The challenge of reconstructing tracks of particles produced in high energy collisions is mainly computational. With the ever-growing data from scientific experiments, it is imperative to have automatic ways to analyze that data. Combinatorics approaches currently used to track particles will become inadequate as the number of simultaneous collisions will increase in the next phase of the High Luminosity Large Hadron Collider (HLLHC). To reduce the complexity of combinatorial approaches we evaluate several iterative algorithms based on clustering algorithms to reconstruct particle trajectories. Specifically, we analyze clustering algorithms based on sparse binning and DBSCAN. The sparse binning algorithm separates the detector space into bins before performing the grouping step. This idea speeds up the algorithm but affects the accuracy. We ran a high performance computing implementation of the proposed clustering approaches on a public dataset containing a large set of simulated collision events. The performance evaluation is done for three different clustering implementations in terms of average accuracy and computational speed.
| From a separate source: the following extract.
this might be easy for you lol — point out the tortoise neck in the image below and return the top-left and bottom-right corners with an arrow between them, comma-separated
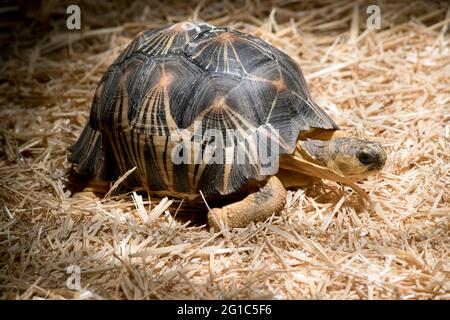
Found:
298,139 -> 333,165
Automatic Tagging of Stack Overflow Data Using BERT Word Embeddings and Deep Learning

Completed as a part of CRA-WP’s Collaborative Research Experiences for Undergraduates (CREU) Program (2018)
Mentors: Alina Lazar and Bonita Sharif
Coded in Python and R
August 2018 to December 2019
Presented at Grace Hopper Celebration 2019

Question-and-answer (QA) websites like Stack Overflow require users to attach up to five tags when they submit a question. How-ever, users may assign tags that are not relevant to the question.A better approach would be to recommend to users the most appropriate tags for their question and let them choose. The goal of this project is to combine newly developed natural language representations together with deep learning algorithms to improve the prediction accuracy of tags for Stack Overflow questions. We used word representations generated by word2vec and a Convolutional Neural Network (CNN).
The initial project idea was the work of our mentors. The rest of the project work from initial research to completion of posters was split between myself and another student, Hannah Senediak. Hannah focused mostly on testing various internet algorithms and traveling to give presentations while I found statistics of the dataset, layered the algorithms Hannah was testing, and creating posters.